Telephone numbers in Colombia
- Country: Colombia
- Continent: South America
- Country code: +57
- International access: 00 followed by 1 or 3 digit carrier code
- Long-distance: 0 followed by 1 or 3 digit carrier code

= Telephone numbers in Colombia =

==Number plan==
Colombia operates a closed dialing plan, with all fixed line and mobile subscriber numbers being 10-digit. Nationally, all calls between subscribers are dialed as ten digits, with no prefix.

| Number | Dialing zone or service |
|---|---|
| +57-3XX-XXXXXXX | Mobile (cellular) services |
| +57-601-XXXXXXX | Bogotá and Cundinamarca |
| +57-602-XXXXXXX | Valle del Cauca, Cauca and Nariño |
| +57-604-XXXXXXX | Antioquia, Chocó and Córdoba |
| +57-605-XXXXXXX | Atlántico, Bolívar, Cesar, La Guajira, Magdalena and Sucre |
| +57-606-XXXXXXX | Caldas, Risaralda and Quindío |
| +57-607-XXXXXXX | Norte de Santander, Santander and Arauca |
| +57-608-XXXXXXX | Boyacá, Tolima, Huila, San Andrés, Meta, Caquetá and the Amazon and Orinoco departments (Casanare, Vichada, Guainía, Vaupés, Guaviare, Amazonas and Putumayo) |

==History==
Prior to September 2021, Colombia had fixed line subscriber numbers that comprised a single digit dialing zone and a 7-digit local number. These were converted to the new format by inserting "60" before the dialing zone.

There were various dial plans, with different access prefixes depending on the type of service. All such prefixes have been removed, except for international calls from landlines.

==Landline service==
All landline subscriber numbers follow the pattern:
- 60B-YXX-XXXX
Where B is the dialing zone (where the number is located),
Y is 2 to 8 (or 9 for pay phones),
and X is any digit.

Each department belongs to only one dialing zone. Calls from landlines to both landline and mobile numbers are placed by dialing the 10-digit subscriber number with no prefix.
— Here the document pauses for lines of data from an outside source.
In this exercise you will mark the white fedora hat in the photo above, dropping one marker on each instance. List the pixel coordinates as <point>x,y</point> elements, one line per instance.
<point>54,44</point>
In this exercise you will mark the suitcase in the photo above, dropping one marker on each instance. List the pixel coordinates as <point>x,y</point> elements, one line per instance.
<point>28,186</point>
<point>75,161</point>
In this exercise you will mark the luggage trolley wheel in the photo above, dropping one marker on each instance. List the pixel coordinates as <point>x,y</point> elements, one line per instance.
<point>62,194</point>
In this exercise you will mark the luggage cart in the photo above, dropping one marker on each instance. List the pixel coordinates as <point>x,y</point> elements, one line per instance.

Calling internationally from Colombian landlines requires a carrier-selection code be included after the 00 IDD prefix, before the country code and foreign subscriber number:

- 00A-XX... Where XX represents the destination country dialing code and A represents one of the national long-distance carriers, but new long distance operators are using 0Axy format:

| 00456 | Claro Fijo |
| 00444 | Claro Móvil |
| 00414 | Tigo |
| 005 | Tigo |
| 007 | ETB |
| 009 | Movistar |

==Mobile service==
As with landlines, calls from mobile phones to both landline and mobile numbers are placed by dialing the 10-digit subscriber number with no prefix.

Mobile subscriber numbers follow the pattern:
- 3MM-XXX-XXXX
where 3MM usually indicates one of the country's mobile phone operators.

| Prefix | Mobile operator |
|---|---|
| 300 301 302 304 305 324 | Tigo |
| 302 323 | WOM |
| 304 | Flash Mobile |
| 304 305 | ETB |
| 305 | Móvil Éxito |
| 310 311 312 313 314 320 321 322 323 | Claro, formerly known as Comcel |
| 315 316 317 318 | Movistar |
| 319 | Virgin Mobile |
| 333 | Suma Movil |
| 350 351 | Avantel |

Since Colombia adopted the mobile number portability, these 3MM codes only indicate the original operator when the subscriber obtained the number; individual subscriber numbers may use other operators.

==Toll-free service==
Toll-free numbers follow the pattern:
- 01-800-XXX-XXXX

Before 2002, the format was 9800-XXXXXX. When the current format was adopted in that year, existing toll-free numbers were given the format 01-800-0XX-XXXX. These numbers were advertised with the grouping 01-8000-XXX-XXX, leading many people to erroneously believe that the general prefix for toll-free numbers is 01-8000.

==Other services==
===Toll-based service===
- 01-900-XXX-XXXX
- 01-901-XXX-XXXX

===Dial-up internet service===
- 01-947-XXX-XXXX
- 01-948-XXX-XXXX

===Emergency numbers===
- 1-2-3, for all emergency services.
- 1-1-2, for only Police services.
- 1-1-9, for only Firefighting services.
- 1-3-2, for only Ambulance services.